Medical powers designate a healthcare agent and allow this agent to make medical decisions for the principal in the event that they are unable to do so themselves. The medical powers only activate once the principal is no longer of sound mind. The healthcare agent and the principal usually discuss the principal’s wishes at length before and during the signing of this document so that the agent is familiar with the principal’s wishes. A medical power of attorney is best used in combination with a living will.
5. Make a Last Will and Testament
Your will is where you can decide exactly who gets property and possessions that aren’t governed by beneficiary or joint ownership designations. If you have minor children, your will is usually where you can list guardianship designations. After your passing, your beneficiaries would likely need to attend probate court to collect any disbursements of property. Sometimes, this can take many months, and it can be very expensive. Even so, wills are very common, and around 25% of people have a will or similar document1.

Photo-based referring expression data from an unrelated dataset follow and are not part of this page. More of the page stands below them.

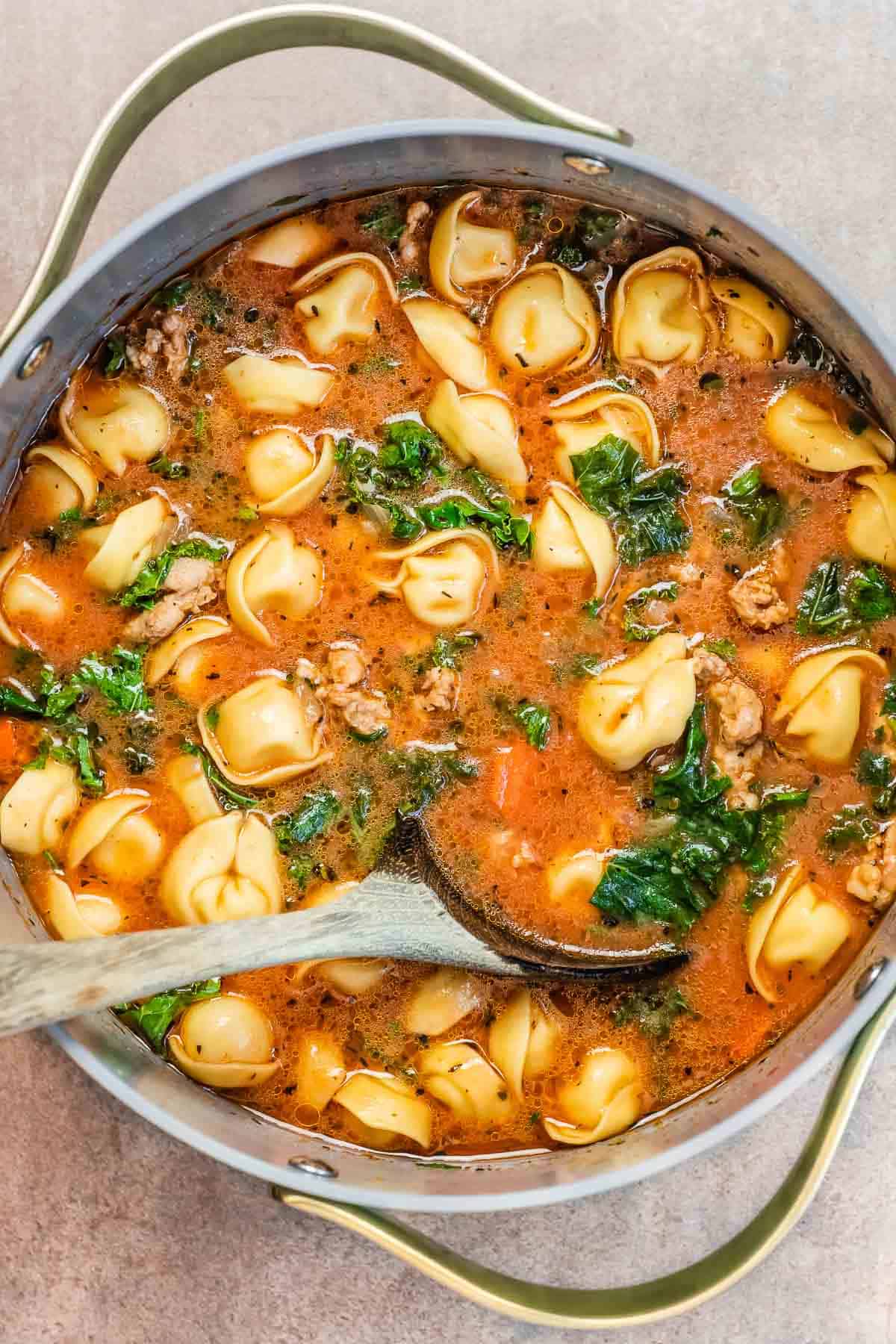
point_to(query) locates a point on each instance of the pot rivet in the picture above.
(590, 167)
(868, 977)
(35, 358)
(314, 1167)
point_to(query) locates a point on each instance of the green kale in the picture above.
(849, 827)
(155, 1016)
(759, 510)
(653, 1011)
(632, 625)
(837, 601)
(640, 503)
(314, 815)
(385, 221)
(228, 797)
(149, 584)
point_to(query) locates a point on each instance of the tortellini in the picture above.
(37, 808)
(223, 868)
(638, 705)
(795, 924)
(480, 429)
(544, 322)
(442, 576)
(871, 527)
(276, 385)
(523, 1041)
(273, 574)
(464, 1081)
(122, 547)
(190, 784)
(284, 473)
(571, 880)
(340, 300)
(581, 423)
(570, 537)
(386, 1108)
(80, 914)
(601, 1101)
(292, 242)
(116, 420)
(450, 340)
(464, 255)
(820, 437)
(267, 732)
(822, 700)
(662, 312)
(55, 482)
(164, 658)
(25, 597)
(116, 839)
(755, 327)
(225, 1042)
(440, 1001)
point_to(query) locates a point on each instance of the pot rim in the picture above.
(564, 141)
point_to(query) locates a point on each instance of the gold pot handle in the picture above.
(641, 1304)
(252, 35)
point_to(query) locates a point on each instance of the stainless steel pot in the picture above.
(60, 322)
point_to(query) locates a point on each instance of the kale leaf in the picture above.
(155, 1016)
(759, 508)
(640, 503)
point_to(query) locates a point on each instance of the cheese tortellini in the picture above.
(544, 322)
(225, 1042)
(285, 476)
(570, 537)
(25, 597)
(80, 914)
(440, 1001)
(122, 547)
(464, 1081)
(822, 700)
(479, 429)
(582, 423)
(523, 1041)
(795, 924)
(871, 527)
(116, 838)
(276, 385)
(385, 1109)
(662, 312)
(273, 574)
(464, 255)
(820, 437)
(116, 420)
(442, 576)
(223, 868)
(267, 732)
(601, 1101)
(450, 340)
(638, 705)
(340, 300)
(755, 326)
(37, 808)
(55, 482)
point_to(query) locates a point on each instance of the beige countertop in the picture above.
(116, 1234)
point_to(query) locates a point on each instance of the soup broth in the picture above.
(494, 508)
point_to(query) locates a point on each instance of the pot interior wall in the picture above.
(171, 240)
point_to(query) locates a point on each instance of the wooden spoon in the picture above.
(408, 909)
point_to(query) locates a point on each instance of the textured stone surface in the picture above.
(116, 1233)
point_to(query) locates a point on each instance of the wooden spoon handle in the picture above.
(383, 917)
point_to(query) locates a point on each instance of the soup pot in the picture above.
(57, 326)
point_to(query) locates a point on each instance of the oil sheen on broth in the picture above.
(488, 505)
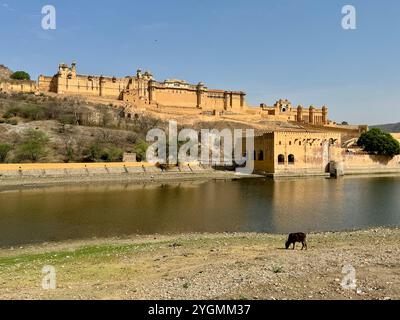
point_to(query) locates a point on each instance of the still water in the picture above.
(250, 205)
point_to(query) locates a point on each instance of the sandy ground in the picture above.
(166, 177)
(205, 266)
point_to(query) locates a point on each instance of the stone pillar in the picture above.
(200, 90)
(324, 115)
(225, 100)
(101, 86)
(311, 115)
(242, 94)
(152, 93)
(299, 114)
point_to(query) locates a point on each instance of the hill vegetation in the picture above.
(52, 129)
(390, 127)
(378, 142)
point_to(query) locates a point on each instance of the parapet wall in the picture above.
(370, 164)
(44, 170)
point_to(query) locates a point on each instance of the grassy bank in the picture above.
(238, 266)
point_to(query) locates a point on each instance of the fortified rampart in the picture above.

6. Consider a Living Trust
A living trust is a way to bypass probate court and minimize estate taxes. Creating a revocable living trust is another way to handle and disburse property after someone’s passing, and property is “held” in the trust. The title of property is transferred from your name to that of the living trust, but you are the trustee and wield all power related to the trust. You can sell and add property to the trust, and when you pass, the person you appoint as your successor trustee handles disbursement to your beneficiaries without the need for probate. A successor trustee would also become the active trustee once you become incapacitated.
7. Review Tax Laws
Some (but not all) states charge hefty estate and inheritance taxes. There are ways to minimize these taxes, such as shielding your assets in a trust or gifting assets before you pass (many states don’t charge a gift tax2). Because each state is different, it’s best to review estate taxes3 and inheritance taxes3 specific to your state.
Know this: at the federal level, only large estates are taxed (up to 11.58 million is exempt from federal taxes — for singles, and double for married couples)4.